Revenue growth seems to be behind the investor interest. Anthropic recently disclosed it has reached $30 billion in annualized revenue, up sharply from $19 billion just months earlier. For context, rival OpenAI is generating roughly $2 billion per month in revenue and recently raised over $120 billion at an $850 billion valuation.
Further driving investor interest is that they know of the potential for a market IPO in the Fall.
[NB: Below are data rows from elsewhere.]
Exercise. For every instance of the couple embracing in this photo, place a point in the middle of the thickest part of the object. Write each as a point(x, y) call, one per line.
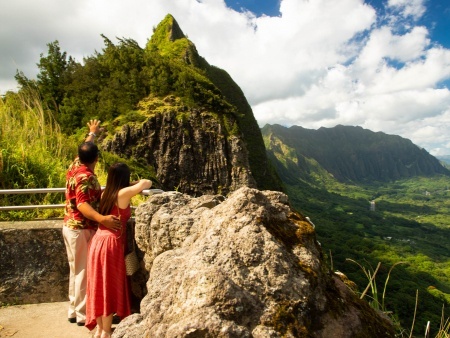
point(94, 233)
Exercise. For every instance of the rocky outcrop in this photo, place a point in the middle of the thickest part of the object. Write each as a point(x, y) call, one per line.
point(192, 151)
point(245, 266)
point(33, 263)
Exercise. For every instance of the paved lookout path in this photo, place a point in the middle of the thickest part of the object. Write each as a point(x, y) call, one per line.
point(44, 320)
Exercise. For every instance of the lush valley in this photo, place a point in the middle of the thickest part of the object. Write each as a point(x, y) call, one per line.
point(332, 180)
point(408, 228)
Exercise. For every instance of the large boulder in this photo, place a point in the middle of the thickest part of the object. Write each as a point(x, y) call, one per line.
point(245, 266)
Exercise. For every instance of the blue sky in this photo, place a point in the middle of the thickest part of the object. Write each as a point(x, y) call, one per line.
point(382, 65)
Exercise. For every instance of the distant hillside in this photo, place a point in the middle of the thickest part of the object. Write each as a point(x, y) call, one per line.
point(349, 154)
point(445, 159)
point(206, 137)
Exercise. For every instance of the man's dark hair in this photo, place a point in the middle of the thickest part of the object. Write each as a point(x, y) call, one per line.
point(87, 152)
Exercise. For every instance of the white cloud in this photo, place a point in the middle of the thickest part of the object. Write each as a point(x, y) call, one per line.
point(320, 63)
point(408, 8)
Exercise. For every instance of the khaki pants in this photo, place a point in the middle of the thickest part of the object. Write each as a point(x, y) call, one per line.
point(77, 242)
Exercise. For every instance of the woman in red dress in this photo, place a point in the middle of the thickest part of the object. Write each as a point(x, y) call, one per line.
point(107, 286)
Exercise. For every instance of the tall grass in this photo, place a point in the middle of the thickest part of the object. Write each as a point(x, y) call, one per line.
point(379, 305)
point(34, 153)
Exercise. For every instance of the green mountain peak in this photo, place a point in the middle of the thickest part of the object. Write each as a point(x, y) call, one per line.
point(167, 30)
point(169, 40)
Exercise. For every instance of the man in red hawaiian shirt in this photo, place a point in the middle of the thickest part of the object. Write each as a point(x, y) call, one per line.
point(83, 193)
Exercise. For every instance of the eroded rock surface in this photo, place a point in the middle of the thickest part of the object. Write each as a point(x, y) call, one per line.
point(245, 266)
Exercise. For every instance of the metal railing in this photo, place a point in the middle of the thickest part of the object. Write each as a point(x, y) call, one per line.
point(147, 192)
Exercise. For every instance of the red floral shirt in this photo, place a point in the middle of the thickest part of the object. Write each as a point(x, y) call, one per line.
point(81, 187)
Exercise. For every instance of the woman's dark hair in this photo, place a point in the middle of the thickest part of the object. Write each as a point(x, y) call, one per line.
point(87, 152)
point(118, 178)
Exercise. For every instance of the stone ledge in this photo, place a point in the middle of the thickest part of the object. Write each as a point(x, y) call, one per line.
point(33, 262)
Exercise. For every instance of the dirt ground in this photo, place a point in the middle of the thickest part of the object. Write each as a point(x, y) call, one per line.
point(44, 320)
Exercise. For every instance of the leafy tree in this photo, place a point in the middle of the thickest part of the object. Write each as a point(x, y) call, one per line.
point(54, 75)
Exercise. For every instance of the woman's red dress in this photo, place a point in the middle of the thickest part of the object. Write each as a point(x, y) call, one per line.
point(107, 285)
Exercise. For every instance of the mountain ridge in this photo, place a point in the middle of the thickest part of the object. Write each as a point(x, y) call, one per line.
point(350, 153)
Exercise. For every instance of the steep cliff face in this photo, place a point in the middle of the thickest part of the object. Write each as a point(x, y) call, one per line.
point(245, 266)
point(351, 153)
point(206, 139)
point(191, 150)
Will Private Credit Cause The Next Crisis?
When subprime defaults started to increase, losses weren’t the only problem. Equally important was a lack of trust among the largest financial institutions. Eroding confidence was most evident in the boiler room of the financial system, the overnight Fed Funds and repo markets.
These overnight loan markets ensure banks and brokers have ample daily liquidity to function. The biggest risk to the financial system is the concern that money lent today will not be repaid tomorrow. Once the rumors of losses started to grow, Wall Street questioned what their counterparties might be on the hook for. Trust was lost, and the overnight repo markets seized up.
Lehman Brothers, which had survived the Great Depression, went bankrupt in a weekend. AIG, a large issuer of synthetic insurance, collapsed. Many of the world’s largest banks and brokers were on the brink of failure. The web of leverage and derivatives surrounding subprime mortgages was so tight that pulling on one thread unraveled the entire financial structure.
While it’s fair to say that defaulting subprime borrowers were certainly the match, the bonfire, fueled by greed and irrational expectations, had been building for years.